To reiterate, ATI isn't to blame or find at fault for Blizzards lack of AA option. What is noticable is Nvidia's effort in comparison to ATI's lack thereof. That is all it is. But ATI said a hotfix is on the way. Which is good.
I believe this is the first time we have different in opinions, but I don't think Blizzard is to be blame. There are lots of API within Dx and programmers don't need to use them all. Why are people trying to say it is a bad practice not to use all APIs?
Between Deferred Shading (which allow much better FPS) vs AA, I will choose Deferred Shading. I may say otherwise if I have multiple high-end cards as my FPS will be over the roof, but wait, missing textures on CF or STI?!? That is right, missing textures on 5970, and any CF or STI setup. This is without AA. The forum is filled with people with overheating, under-voltage and lack of memory problems. Yes there are some AA threads too if you search for it, but it really isn't anywhere near the first 5 pages.
There are also voices complaining about it not being Dx10/11, but that is Blizzard's decision. The game won't sell if they make bad/wrong decisions. As for AA, those who uses ATI will still buy the game. If AA really means a lot, they will buy a Nvidia card for it, but so far, I don't think people are throwing their hardware away due to the lack of AA, or not buying the game because it doesn't support blah blah blah.
There is nothing developers can do to the fact that Dx9 doesn't support AA on deferred shading. Blizzard must work with both vendors or possibly Intel to come up with a solution that will work for every card. If I have a saying in ATI, I will too put AA aside and fix the multi-GPU problem first. Only Intel is not affected by this problem, but it isn't like they will even deal of blizzard about this.
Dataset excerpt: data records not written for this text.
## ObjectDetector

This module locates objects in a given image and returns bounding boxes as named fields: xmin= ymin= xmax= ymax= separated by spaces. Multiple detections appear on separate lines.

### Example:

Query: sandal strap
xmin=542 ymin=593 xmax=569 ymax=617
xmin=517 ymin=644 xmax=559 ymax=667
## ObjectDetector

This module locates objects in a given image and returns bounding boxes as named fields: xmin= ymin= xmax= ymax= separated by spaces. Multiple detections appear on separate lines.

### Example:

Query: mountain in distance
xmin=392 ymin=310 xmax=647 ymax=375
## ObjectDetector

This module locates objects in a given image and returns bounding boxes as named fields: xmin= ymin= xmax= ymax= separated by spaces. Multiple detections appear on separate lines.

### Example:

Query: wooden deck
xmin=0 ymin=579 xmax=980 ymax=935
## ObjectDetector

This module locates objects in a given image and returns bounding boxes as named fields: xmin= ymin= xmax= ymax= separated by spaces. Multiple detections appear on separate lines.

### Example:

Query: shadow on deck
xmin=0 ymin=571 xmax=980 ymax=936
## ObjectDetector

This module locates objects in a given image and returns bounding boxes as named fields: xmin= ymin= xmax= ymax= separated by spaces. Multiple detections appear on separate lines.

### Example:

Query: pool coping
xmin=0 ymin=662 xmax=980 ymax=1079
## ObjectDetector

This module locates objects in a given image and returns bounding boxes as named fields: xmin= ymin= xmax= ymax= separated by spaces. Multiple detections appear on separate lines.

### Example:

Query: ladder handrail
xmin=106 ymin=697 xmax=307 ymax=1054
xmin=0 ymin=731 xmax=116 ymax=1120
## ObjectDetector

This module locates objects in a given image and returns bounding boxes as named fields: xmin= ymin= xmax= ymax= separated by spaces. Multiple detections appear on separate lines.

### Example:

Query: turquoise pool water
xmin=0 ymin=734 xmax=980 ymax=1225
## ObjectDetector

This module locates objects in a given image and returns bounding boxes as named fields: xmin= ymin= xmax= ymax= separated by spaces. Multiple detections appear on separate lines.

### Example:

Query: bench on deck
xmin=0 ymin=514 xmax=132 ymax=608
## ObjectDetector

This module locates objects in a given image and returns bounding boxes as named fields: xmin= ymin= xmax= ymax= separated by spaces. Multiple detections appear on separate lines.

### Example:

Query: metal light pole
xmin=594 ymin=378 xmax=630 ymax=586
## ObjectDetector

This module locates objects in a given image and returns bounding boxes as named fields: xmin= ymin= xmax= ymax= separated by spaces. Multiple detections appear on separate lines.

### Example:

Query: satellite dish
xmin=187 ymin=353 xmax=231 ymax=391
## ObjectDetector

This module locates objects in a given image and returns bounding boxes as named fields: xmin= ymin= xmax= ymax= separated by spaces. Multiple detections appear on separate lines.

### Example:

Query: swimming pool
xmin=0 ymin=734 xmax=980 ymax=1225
SC2 isn't benchmarking tool, it is a AAA RTS game which so far has been living up with its name. Yes, it doesn't support AA, tessellation, Dx10/Dx11, not even multi-core support, but it does run with any OS and most video cards as long as it isn't 10 years old. Both Nvidia and ATI are forcing engineers to stay up overnights as the game is too powerful that they may need to change the fan control when playing the game. Usually, only developers will have access to game engines like UE, but people are already publishing games through SC2's galaxy editor, and this editor kills PC if it isn't on peak conditions.
Both single and multi-player games are optimized and doesn't cause a lot problems. However, custom games are monsters as some spawn mobs until overclocked I7 gives up. Lagging is okay, frying is not, and trust me, cards are being fried as you read this. One of the quick fix is to tell user to edit its ini file and add a maxFPS parameters to prevent video card frying itself.
Seriously, this is one epic game as long as your hardware doesn't break with it. What more do you want? AA? My bet is 95% of the Nvidia user isn't turning it on as they are too busy playing the game. A big deals? To fanboys yeah. For those who is playing the game? Hell no.
If you still believe that Blizzard suck because their SC2 doesn't support AA, then don't buy it. Otherwise, I suggest you to check it out. If you have a friend who brought it, they have 2 friend passes that you can try. Seriously, regardless of ATI and Nvidia, fanboy or not, it is worth a try. Those custom games rock.
And no, I don't work for blizzard, but I do buy every single game they make.